Disse o seguinte: «Se porventura em Portugal houvesse um regime que estivesse disposto a construir, não só o futuro e o bem-estar do povo de Portugal, mas também o nosso, nós não veríamos nenhuma necessidade de estar a fazer a luta pela independência. Mas em pé de absoluta igualdade. Quer dizer, se o presidente da República pudesse ser, quer de Cabo Verde, da Guiné, como de Portugal; se todas as funções estatais, administrativas, etc., fossem igualmente possíveis para toda a gente, nós não veríamos nenhuma necessidade de estar a fazer a luta pela independência, porque já seríamos independentes, num quadro humano muito mais largo e talvez muito mais eficaz do ponto de vista da História».
Publicada em Dezembro de 1971 na revista Polémica (Genebra, Suíça), a entrevista de Amílcar Cabral poderia representar um passo táctico, propagandístico mesmo, de um chefe que desejava afirmar a luta do seu movimento independentista, nomeadamente no Ocidente. Interrogado sobre a interpretação das declarações de Amílcar Cabral, o ex-presidente de Cabo Verde, Aristides Pereira (e sucessor de Amílcar Cabral na liderança do PAIGC, após o assassínio deste dirigente), disse ao DN: «Não se tratava de uma declaração táctica ou meramente propagandística, correspondia ao nosso pensamento».
A entrevista de Amílcar Cabral contém outros passos de interesse, no sentido do precisar do «pensamento» dos dirigentes principais do PAIGC. Disse Amílcar: «Como sabe, nós temos uma longa caminhada com o povo de Portugal. Eu estou aqui falando português, como qualquer outro português, e infelizmente melhor do que centenas de milhares de portugueses que o Estado português tem deixado na ignorância e na miséria».
E, depois da afinidade linguística, o líder guineense refere outras, históricas e culturais: «Nós marchamos juntos; e, além disso, no nosso povo, seja em Cabo Verde, seja na Guiné, existe toda uma ligação de sangue - não só histórica, mas também de sangue - e fundamentalmente de cultura com o povo de Portugal».
Depois de referir a possibilidade de «uma independência num quadro humano muito mais largo e talvez muito mais eficaz do ponto de vista da História» (sublinhado nosso), Amílcar aborda a questão mais profundamente ideológica das condições da construção desse quadro ideal, regressando ao refrão comum a todos os dirigentes independentistas.
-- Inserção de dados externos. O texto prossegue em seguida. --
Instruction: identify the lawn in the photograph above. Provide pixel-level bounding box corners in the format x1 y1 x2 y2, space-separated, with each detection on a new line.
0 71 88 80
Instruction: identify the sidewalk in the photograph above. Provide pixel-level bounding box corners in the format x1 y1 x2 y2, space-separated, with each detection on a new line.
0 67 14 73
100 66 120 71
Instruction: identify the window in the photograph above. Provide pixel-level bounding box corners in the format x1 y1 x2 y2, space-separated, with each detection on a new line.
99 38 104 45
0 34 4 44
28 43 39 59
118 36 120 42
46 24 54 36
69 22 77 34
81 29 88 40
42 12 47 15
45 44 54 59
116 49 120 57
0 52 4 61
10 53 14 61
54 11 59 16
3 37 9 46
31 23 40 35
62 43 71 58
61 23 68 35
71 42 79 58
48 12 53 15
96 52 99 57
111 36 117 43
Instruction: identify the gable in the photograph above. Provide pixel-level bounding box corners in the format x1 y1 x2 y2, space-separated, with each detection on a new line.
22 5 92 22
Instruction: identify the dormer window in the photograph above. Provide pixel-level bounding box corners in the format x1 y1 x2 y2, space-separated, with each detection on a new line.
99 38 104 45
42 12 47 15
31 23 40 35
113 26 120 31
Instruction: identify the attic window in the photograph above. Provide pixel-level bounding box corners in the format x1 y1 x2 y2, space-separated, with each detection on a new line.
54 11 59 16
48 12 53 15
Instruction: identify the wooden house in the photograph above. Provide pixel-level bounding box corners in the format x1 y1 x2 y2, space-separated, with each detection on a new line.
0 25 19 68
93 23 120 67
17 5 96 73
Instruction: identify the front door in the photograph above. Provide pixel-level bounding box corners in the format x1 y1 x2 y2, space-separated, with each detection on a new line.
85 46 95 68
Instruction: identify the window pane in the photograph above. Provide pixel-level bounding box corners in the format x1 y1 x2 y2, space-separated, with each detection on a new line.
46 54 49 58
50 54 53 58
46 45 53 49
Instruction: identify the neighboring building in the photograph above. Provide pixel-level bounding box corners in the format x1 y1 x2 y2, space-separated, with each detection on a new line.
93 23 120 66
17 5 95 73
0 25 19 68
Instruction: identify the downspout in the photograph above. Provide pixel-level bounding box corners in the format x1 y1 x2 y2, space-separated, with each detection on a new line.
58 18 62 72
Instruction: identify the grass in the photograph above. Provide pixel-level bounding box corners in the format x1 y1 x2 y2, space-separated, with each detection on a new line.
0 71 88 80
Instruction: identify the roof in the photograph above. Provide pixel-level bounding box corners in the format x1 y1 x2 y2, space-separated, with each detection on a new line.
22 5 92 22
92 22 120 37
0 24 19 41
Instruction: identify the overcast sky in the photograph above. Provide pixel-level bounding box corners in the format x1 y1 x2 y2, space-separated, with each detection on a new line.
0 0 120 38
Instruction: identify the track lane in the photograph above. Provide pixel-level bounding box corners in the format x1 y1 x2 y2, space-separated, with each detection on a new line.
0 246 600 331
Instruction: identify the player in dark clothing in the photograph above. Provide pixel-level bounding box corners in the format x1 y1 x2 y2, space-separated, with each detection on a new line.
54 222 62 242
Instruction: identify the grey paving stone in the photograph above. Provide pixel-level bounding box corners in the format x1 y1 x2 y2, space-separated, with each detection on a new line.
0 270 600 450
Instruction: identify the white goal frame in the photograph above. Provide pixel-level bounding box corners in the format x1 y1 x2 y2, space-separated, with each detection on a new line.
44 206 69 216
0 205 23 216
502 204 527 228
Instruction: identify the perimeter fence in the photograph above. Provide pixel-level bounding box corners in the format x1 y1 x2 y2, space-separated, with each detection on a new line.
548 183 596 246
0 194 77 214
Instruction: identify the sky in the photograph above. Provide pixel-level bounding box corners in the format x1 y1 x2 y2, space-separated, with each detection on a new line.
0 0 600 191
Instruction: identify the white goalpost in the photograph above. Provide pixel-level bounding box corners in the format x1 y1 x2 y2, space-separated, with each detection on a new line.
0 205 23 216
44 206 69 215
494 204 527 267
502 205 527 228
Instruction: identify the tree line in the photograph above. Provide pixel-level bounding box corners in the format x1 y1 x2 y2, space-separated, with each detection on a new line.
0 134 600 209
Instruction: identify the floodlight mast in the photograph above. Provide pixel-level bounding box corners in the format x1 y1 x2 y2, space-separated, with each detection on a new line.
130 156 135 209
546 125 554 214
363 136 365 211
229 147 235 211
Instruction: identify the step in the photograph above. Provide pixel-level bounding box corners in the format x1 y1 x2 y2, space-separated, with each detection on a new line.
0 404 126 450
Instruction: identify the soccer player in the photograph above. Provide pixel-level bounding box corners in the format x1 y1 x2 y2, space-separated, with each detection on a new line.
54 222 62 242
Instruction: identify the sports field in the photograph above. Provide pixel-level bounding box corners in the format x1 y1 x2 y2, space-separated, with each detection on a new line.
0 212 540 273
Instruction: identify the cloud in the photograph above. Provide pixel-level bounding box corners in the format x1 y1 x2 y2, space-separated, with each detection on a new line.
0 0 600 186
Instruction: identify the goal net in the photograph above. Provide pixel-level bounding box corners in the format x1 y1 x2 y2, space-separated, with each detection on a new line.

«Nós somos povos africanos, ou um povo africano», sublinha Amílcar, «lutando contra o colonialismo português, contra a dominação colonial portuguesa. Nós estamos absolutamente convencidos de que, se em Portugal se instalasse amanhã um Governo que não fosse fascista - mas fosse democrático, progressita, reconhecedor do direito dos povos à autodeterminação e à independência -, a nossa luta não teria razão de ser.»
Quinta-feira, 24 de Setembro de 1998 - José Manuel Barroso, in «Diário de Notícias»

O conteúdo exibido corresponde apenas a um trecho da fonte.